Methodist theologian Geoffrey Wainwright says that in Wesleyan thought, the Transfiguration is an "extraordinary manifestation of the identity of the Son of God incarnate [...] a testimony to his divine and cosmic status and an exemplary promise of their glorious destiny to those who find their life in him." 2 Along this line of interpretation, the critical idea is witness or testimony, whereby Moses and Elijah assist in making the nature of Jesus known to the disciples, and they in turn share it with the world. That meshes with the experience-based mode of conversion promoted by Wesley, who encouraged "experience meetings" wherein people would share their testimonies and manifest acts of prayer and devotion.3
In this connection, it's hard not to draw a parallel with a well-known section in Wesley's journal, from the end of April 1738:
I was much confirmed in the "truth that is after godliness" by hearing the experiences of Mr. Hutchins, of Pembroke College, and Mrs. Fox: two living witnesses that God can (at least, if He does not always) give that faith whereof cometh salvation in a moment, as lightning falling from heaven.
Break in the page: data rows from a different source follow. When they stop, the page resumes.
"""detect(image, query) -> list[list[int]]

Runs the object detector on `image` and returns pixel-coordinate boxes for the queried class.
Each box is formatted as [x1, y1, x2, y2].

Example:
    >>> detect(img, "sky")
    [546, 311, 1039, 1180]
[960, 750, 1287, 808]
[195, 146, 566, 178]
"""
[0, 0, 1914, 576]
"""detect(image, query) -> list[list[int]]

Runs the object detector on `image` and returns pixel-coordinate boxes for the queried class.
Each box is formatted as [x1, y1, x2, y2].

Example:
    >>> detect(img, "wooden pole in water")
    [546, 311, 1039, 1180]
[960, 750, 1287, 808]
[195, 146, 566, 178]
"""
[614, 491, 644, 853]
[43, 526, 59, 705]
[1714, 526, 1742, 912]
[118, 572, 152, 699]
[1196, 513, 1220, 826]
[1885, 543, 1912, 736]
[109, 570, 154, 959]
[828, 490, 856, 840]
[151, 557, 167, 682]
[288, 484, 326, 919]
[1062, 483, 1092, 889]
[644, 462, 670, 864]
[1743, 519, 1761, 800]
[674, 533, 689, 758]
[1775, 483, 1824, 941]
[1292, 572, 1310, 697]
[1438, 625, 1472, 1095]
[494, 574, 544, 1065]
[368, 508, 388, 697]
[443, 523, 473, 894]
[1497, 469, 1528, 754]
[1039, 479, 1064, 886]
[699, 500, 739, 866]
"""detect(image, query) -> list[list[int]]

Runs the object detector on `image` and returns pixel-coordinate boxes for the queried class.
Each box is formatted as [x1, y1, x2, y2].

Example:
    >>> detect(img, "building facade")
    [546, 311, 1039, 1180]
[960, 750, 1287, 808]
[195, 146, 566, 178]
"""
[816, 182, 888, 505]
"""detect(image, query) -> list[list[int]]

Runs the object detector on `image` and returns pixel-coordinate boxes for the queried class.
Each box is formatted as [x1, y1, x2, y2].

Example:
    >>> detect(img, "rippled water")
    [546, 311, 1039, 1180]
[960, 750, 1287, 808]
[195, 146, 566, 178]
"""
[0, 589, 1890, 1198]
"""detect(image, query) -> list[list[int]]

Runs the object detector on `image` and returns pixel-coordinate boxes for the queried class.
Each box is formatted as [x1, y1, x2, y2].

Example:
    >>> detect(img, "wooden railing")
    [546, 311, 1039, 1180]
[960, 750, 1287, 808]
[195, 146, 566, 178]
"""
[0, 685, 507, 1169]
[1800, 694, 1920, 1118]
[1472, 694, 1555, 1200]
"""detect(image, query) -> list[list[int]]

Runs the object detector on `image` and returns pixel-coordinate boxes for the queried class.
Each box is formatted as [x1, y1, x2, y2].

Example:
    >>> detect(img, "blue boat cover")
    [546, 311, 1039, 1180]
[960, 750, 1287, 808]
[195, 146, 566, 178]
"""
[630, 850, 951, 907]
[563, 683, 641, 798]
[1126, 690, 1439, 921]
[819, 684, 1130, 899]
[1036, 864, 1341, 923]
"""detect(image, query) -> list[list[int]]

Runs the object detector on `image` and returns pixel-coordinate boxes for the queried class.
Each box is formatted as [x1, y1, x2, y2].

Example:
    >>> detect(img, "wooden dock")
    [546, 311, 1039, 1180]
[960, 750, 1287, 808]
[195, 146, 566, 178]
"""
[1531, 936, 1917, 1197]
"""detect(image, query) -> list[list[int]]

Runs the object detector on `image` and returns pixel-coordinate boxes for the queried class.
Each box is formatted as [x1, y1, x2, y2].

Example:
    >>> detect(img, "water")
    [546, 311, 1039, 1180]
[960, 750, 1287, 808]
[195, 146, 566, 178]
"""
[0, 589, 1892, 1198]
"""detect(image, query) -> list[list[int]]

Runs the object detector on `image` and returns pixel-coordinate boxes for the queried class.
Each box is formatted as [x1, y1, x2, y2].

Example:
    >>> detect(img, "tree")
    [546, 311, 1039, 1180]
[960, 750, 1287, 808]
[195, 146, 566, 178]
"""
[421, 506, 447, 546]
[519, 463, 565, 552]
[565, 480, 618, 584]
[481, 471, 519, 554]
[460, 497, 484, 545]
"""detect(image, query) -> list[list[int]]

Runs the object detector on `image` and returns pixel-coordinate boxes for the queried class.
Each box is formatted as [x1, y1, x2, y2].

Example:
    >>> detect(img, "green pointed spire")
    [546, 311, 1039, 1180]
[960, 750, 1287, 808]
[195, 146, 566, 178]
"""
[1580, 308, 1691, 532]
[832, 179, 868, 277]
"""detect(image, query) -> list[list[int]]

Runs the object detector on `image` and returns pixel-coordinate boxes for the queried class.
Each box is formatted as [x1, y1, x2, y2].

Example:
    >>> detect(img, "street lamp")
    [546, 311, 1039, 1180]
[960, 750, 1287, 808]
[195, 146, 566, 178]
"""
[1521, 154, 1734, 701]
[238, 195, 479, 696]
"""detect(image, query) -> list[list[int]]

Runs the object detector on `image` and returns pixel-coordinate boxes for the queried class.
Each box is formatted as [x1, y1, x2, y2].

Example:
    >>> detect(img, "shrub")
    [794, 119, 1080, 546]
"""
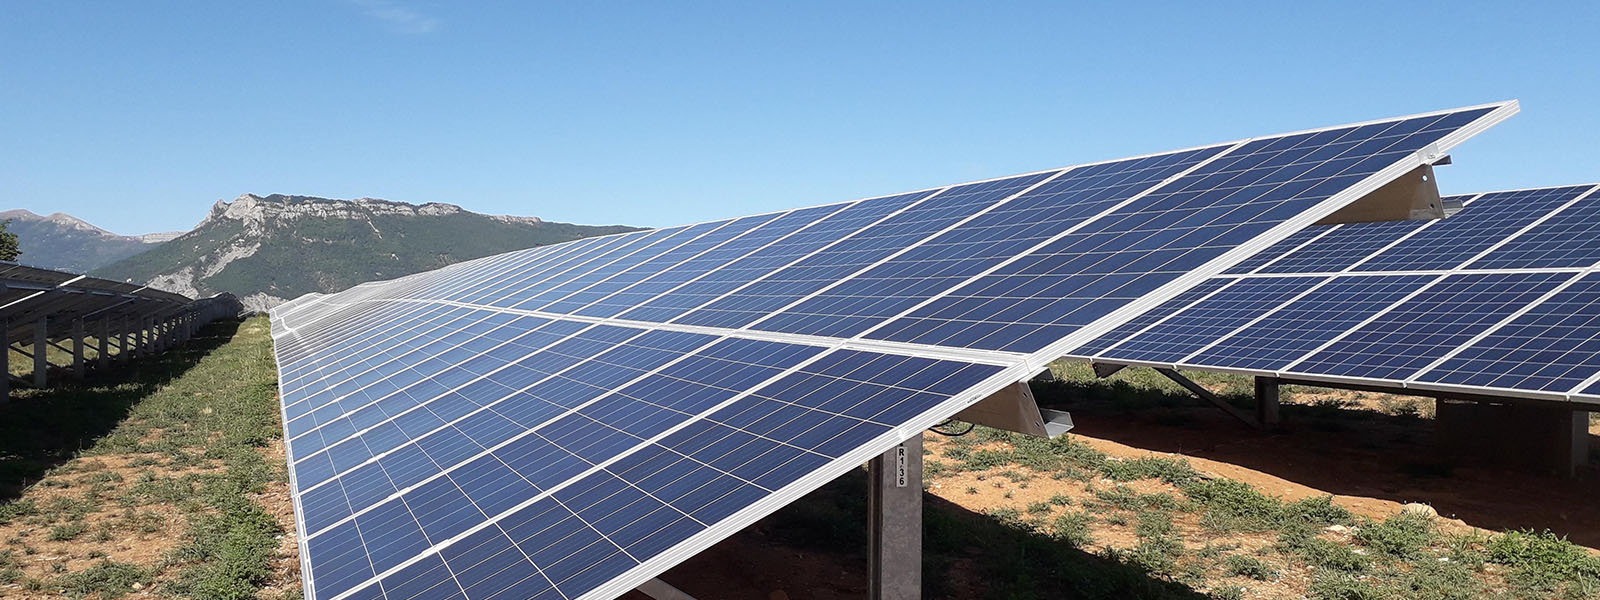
[1223, 554, 1277, 580]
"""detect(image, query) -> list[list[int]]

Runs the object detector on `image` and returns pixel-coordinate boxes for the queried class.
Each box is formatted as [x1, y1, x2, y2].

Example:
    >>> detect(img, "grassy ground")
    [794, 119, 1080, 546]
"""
[0, 316, 296, 600]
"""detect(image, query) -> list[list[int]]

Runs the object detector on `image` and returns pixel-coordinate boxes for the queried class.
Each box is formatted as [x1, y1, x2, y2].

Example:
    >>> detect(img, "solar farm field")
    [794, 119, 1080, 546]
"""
[0, 316, 1595, 599]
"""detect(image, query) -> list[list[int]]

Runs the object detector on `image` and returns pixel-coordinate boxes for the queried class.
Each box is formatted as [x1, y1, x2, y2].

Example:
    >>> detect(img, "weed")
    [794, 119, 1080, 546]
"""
[1355, 511, 1436, 558]
[1047, 493, 1072, 507]
[1223, 554, 1277, 580]
[1051, 511, 1094, 547]
[50, 560, 151, 599]
[1026, 501, 1051, 515]
[49, 522, 88, 541]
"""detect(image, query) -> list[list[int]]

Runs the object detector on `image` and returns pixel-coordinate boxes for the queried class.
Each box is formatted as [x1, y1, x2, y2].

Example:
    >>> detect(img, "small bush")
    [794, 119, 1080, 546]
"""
[51, 560, 152, 599]
[1051, 511, 1094, 547]
[1223, 554, 1277, 580]
[49, 522, 88, 541]
[1355, 511, 1436, 557]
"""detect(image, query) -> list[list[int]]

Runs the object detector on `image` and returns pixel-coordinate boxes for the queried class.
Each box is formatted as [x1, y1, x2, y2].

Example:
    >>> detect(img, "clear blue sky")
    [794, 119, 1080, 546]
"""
[3, 1, 1596, 235]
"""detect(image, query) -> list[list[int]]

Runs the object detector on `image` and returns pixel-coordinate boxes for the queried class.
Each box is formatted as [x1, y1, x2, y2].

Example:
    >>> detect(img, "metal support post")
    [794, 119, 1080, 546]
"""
[2, 320, 9, 401]
[97, 317, 110, 370]
[1255, 376, 1281, 429]
[33, 319, 48, 388]
[635, 579, 699, 600]
[71, 318, 85, 380]
[121, 316, 134, 361]
[869, 432, 922, 600]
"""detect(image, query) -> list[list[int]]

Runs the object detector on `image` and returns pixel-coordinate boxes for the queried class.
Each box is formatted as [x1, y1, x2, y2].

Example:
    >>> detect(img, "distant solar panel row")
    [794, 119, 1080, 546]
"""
[1079, 182, 1600, 402]
[270, 102, 1518, 600]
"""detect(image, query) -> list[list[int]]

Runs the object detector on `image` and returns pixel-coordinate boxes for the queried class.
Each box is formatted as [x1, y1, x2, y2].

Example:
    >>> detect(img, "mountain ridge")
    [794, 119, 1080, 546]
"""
[93, 193, 640, 311]
[0, 209, 182, 272]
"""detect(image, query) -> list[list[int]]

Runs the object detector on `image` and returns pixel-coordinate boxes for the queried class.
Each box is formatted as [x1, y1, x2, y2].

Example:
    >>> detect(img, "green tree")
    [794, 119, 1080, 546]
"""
[0, 219, 20, 261]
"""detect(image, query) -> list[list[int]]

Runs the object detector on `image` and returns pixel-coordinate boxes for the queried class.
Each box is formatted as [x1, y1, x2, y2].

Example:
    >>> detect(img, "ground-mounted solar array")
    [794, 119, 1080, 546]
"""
[1078, 182, 1600, 403]
[269, 102, 1520, 600]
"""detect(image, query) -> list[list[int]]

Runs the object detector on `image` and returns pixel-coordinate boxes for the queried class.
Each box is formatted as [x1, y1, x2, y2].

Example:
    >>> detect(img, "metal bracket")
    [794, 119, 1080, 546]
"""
[635, 578, 699, 600]
[1154, 367, 1262, 429]
[953, 380, 1073, 438]
[1091, 362, 1127, 378]
[1314, 163, 1446, 225]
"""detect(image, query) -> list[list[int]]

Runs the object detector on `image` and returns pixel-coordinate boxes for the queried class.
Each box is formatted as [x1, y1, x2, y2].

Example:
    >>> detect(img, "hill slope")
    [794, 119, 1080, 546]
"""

Hutchins and Fox, Moses and Elijah - acting as prophetic witnesses, sharing their own experience of God, and thereby provoking such experiences in others. Wainwright points to some hymns of Charles Wesley for the specific prefiguring role of Moses and Elijah, such as:
Moses and the prophets speak
And witness to our Lord,
Him and only Him we seek
Throughout the sacred Word:
When we find the Saviour there,
The figures and predictions shine,
Seen with Christ, they all declare
The majesty Divine. 4
Their knowledge, then, must be prophetic in nature, of the same kind now as it was in their earthly lives. It is not a mere repeating of facts they had been told, but a sharing of "religious experience" in the fullest sense - for Wesley, prophets are by nature miraculous, characterized as people "on whom the Holy Ghost came in an extraordinary manner" (his Sermon 115, on Hebrews 5:4). Both the Law and the Prophets point to Christ, and so both Moses and Elijah are here to continue their witness - presenting a testimony derived from the direct presence of the Holy Spirit. While we do not know exactly what they said, and in how much detail they described the events to come, the point is that they faithfully communicated the transcendence of Christ to the disciples. This is reflected in further Wesleyan hymns on the Luke passage, where the Transfiguration is presented as a model of communion with the divine.
1. "Hic Dominus, hic Lex et Prophetae : sed Dominus tanquam Dominus : Lex in Moyse, Prophetia in Elia; sed ipsi tanquam servi, tanquam ministri. Ipsi tanquam vasa : ipse tanquam fons. Moyses et Prophetae dicebant et scribebant: sed de illo implebantur quando fundebant." In Migne, Patrologia Latina 38.490.
2. "The transfiguration of Jesus in Wesleyan exegesis and application", Geoffrey Wainwright. Ch. 20 in Orthodox and Wesleyan Scriptural Understanding and Practice,
ed. S. T. Kimbrough, Jr. (St Vladimir's Seminary Press, 2005).
3. Fits, trances and visions: Experiencing religion and explaining experience from Wesley to James, Ann Taves (Princeton University Press, 1999).
4. Hymns on the Four Gospels, no. 431 on Mt 17:3, in The poetical works of John and Charles Wesley, vol. 10.